24 Şubat 2011 Perşembe

Anatoli Köyü / St John the Forerunner Manastırı


















Geçen hafta sonu Thessaly bölgesinde ve Larissaya bir saat uzaklıkta olan Anatoli köyüne doğru küçük bir minibüs ile hareket ettik. hava yağışlı olmasına rağmen çocuklar ile gitmeye karar vermiştik. zira minik kelebek haftasonunu iple çekiyordu.












Anatoli* köyünün içinden geçerek virajlı yolları tırmanıp,4 km uzaklıkta olan St John Manastırına (Anatoli Manastırı ) ulaştık. 1100 metre rakımda sislerin arasında, hafif çiseleyen yağmurda yürüyerek çam ağaçlarının arasına gizlenmiş manastıra ulaştık. eskinin yapının yanısıra 1980 de inşa edilen yeni bir manastırın kapısında bizi rahibeler karşılayıp içeri davet ettiler. Eski manastırın bir bölümü 1100 lerde yapılmaya başlanmış, 1600 lerde tamamlanmış.Bugün manastırda çeşitli ülkelerden olan 12 rahibe yaşamakta.


Rahibelerin çiftçilikte hayvancılıktan yapı ustalığına ellerinden bir çok iş gelmekteymiş. inek, keçi, koyun, tavşan besleyip etlerini satıp, sütlerinden yoğurt ve peynir yapıyorlar. organik tohumları toplayıp meyve ve sebze üretimi yapıyorlar. bunların yanısıra çay, baharat, sabun,reçel, bal, zeytinyağ, makarna ve tarhana yapıp satıyorlar. tespih, ikon, mozaik vb dini ürünleri de kendi atölyelerinde yapıyorlar. bu kadar ayrıntılı yazmamın nedeni üretkenlikleri dikkatimi çekti. sabah beşte kalkıp dua ile başlayan günlerine yedide kahvaltı, 12 de tekrar dua ile devam edip , sonra 1-2 saat kendilerine ayırdıkları zaman varmış, manastır gündelik işleri, sonra tekar akşam duası tamamlanacak işler ve gün sonu. çalışkanlıkları takdire değer. bir de hoş sohbet ve güler yüzlülüklerini eklemeliyim.
Kim olursak olalım ne yaparsak yapalım dönüşümüz yaradana.

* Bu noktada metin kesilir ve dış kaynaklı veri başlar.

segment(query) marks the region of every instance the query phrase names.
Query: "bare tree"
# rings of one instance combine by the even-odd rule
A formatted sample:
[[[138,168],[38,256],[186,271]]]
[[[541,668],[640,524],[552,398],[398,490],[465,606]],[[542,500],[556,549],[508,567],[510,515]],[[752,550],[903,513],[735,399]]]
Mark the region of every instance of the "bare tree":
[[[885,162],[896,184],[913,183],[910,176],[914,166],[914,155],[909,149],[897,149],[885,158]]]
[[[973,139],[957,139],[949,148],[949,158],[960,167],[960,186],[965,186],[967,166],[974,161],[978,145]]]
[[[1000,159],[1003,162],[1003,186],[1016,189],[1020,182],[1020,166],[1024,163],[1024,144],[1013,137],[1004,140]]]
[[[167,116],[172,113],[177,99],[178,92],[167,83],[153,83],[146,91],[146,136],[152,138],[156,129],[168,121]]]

* Anatoli adı bize Anadoluyu çağrıştırdığı için rahibelere sorduk. yunanca doğu anlamına geldiğini ve köyün Thesally bölgesinin doğu ucunda olduğu için güneşin buradan doğmaya başlaması nedeni ile bu isim verildiğini söylediler. Anadolu içinde bazı kaynaklarda küçük asya veya güneşin doğduğu yer anlamına gelen Anatoli kullanıldığı görülüyor.

1 yorum:

  1. Bence Manastirin en ilginc yani, dunyayi yakindan takip eden ve bir kac dili rahatlikla konusabilen rahibeleriydi. Bizim Turkiye'den geldigimizi ogrendiklerinde, biraz cekinik baslayan sohbetleri 5-10 dk icinde cok sicak bir havaya burundu. Beraber yasamanin zorluklari konusun da kisa bir egitim aldik.